Ma non è mica finita: c’è, dicevamo, un cd 2, che è dedicato alle masking tracks, ossia brani composti praticamente a fini “terapeutici”. Essendo l’unica difesa dagli acufeni quella di coprirli con fonti sonore appunto di mascheramento, modulate sulle stesse frequenze dei ronzii che affliggono l’orecchio, ecco che un’altra falange di ben 17 artisti/band si dedica a quella che potremmo battezzare noi come “tinnitus ambient”. Ci troviamo qui nell’ambito più strettamente avanguardistico dei suoni prevalentemente elettronici, che sviluppano la lezione di Eno fino alle più disturbanti periferie industrial, coi contributi di Eraldo Bernocchi, Simon Balestrazzi (T.A.C.), Gianluca Becuzzi (Limbo), Marco Monfardini (Minox) e via fino al Nigel Ayers dei Nocturnal Emissions. È sicuramente disco dall’ascolto più impervio e amniotico, il secondo, specie se per nostra fortuna non abbiamo disturbi acustici da coprire, come – apprendiamo – accade a parecchi degli artisti coinvolti. Sul ronzante tappeto sonoro, io segnalo l’accattivante melodia di violino Il Volo di Sissy Biasin e quella pianistica del Surplus of Sounds del padrone di casa Manitù Rossi (che riecheggia lontanamente il tema “tubolare” di Oldfield che spaventò il mondo nell’Esorcista: sottile metafora acufene=possessione?).

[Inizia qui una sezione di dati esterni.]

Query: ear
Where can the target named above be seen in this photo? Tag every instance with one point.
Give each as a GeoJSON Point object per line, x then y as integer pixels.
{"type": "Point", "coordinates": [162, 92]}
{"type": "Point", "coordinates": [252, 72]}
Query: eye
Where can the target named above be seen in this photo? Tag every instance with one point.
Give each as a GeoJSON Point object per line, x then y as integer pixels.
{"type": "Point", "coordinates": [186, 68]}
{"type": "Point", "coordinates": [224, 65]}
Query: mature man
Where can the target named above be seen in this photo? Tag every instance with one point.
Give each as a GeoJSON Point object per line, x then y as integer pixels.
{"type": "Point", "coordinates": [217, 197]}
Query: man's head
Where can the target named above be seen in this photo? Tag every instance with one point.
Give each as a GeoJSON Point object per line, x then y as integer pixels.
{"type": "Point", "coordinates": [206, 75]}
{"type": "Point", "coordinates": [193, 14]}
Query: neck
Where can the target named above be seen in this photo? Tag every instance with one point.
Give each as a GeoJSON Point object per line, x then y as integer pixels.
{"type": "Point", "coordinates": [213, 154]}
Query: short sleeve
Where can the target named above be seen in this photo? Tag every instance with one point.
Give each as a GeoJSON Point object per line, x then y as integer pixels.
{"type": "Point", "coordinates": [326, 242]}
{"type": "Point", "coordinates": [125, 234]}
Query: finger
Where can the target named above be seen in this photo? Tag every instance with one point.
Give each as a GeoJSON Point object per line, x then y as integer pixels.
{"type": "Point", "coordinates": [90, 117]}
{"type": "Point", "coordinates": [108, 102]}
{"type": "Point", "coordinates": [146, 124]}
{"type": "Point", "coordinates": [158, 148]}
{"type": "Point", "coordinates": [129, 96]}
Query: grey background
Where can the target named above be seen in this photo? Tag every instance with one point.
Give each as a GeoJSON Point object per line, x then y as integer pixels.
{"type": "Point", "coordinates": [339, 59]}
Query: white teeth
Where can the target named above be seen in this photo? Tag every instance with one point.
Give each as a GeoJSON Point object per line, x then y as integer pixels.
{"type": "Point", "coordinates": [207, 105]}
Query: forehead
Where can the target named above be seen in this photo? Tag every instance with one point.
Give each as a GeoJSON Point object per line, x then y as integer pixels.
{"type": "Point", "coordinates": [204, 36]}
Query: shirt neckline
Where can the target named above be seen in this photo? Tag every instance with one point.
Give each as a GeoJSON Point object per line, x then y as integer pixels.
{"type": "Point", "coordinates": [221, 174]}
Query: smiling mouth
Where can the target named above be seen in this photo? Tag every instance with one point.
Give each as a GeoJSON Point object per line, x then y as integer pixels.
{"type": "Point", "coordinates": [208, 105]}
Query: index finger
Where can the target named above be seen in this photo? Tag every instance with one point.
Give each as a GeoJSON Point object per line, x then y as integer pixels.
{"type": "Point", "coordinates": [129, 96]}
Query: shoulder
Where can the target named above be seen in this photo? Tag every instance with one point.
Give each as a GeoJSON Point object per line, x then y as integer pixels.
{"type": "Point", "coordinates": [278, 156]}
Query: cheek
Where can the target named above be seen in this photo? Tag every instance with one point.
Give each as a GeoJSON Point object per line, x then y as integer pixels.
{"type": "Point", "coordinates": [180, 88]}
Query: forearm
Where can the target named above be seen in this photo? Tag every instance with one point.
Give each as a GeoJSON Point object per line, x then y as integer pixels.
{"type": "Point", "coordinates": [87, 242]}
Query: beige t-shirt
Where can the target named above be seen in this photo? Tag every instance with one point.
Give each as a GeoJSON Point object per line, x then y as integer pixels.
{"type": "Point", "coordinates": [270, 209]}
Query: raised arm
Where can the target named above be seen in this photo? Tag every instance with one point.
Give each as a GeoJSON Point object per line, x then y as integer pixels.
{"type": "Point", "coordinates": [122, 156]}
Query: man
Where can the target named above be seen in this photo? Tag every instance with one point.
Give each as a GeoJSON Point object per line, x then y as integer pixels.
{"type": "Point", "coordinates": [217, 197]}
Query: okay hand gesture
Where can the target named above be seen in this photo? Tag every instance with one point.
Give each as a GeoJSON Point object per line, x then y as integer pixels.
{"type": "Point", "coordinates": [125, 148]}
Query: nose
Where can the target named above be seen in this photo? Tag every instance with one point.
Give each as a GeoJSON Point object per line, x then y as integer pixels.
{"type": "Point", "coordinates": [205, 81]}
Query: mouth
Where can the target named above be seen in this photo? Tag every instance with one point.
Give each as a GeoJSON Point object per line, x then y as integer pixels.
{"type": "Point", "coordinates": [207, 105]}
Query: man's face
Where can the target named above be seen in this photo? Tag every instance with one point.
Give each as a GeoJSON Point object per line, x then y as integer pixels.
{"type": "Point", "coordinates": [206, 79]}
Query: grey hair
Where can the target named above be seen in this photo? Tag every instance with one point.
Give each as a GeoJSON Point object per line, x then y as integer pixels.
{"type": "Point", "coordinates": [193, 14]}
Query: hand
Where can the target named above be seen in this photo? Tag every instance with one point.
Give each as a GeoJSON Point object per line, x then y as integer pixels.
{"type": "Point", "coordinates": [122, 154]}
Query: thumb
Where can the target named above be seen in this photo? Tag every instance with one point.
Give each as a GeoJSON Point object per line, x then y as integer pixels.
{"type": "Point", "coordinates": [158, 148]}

In queste operazioni c’è sempre il rischio che il concept prevalga sul puro piacere dell’ascolto (è il caso ad es. del più estremo oggetto sonoro di Kremo recensito recentemente QUI): a Tinnitus Tales va riconosciuto che, pur non essendo esattamente una pop compilation, la sua varietà garantisce una ricchezza e una varietà d’ascolto degna di un album di Hal Willner. E scusate se è poco…
Forse un simile approccio caleidoscopico si potrebbe definire una forma di nuova psichedelia global-citazionista. A me piace pensare che sia semplicemente la traduzione in progetto sonoro di quell’apertura mentale che viene con la maturità, quando superi gli steccati del “devo fare solo punk (o metal, electro, funk etc.)” e cominci a percepire la musica come un tutto interconnesso, dove basta un piccolo slittamento per connettere funk e psichedelia, un altro per lambire hard o prog, elettronica e blues, Tom Waits e Ramones, King Crimson e Talking Heads, Eno e il doom.
Peccato solo che quando la mente è finalmente maturata… cominciano a fischiare le orecchie!
Tiratura limitata ma ascolto caldamente consigliato.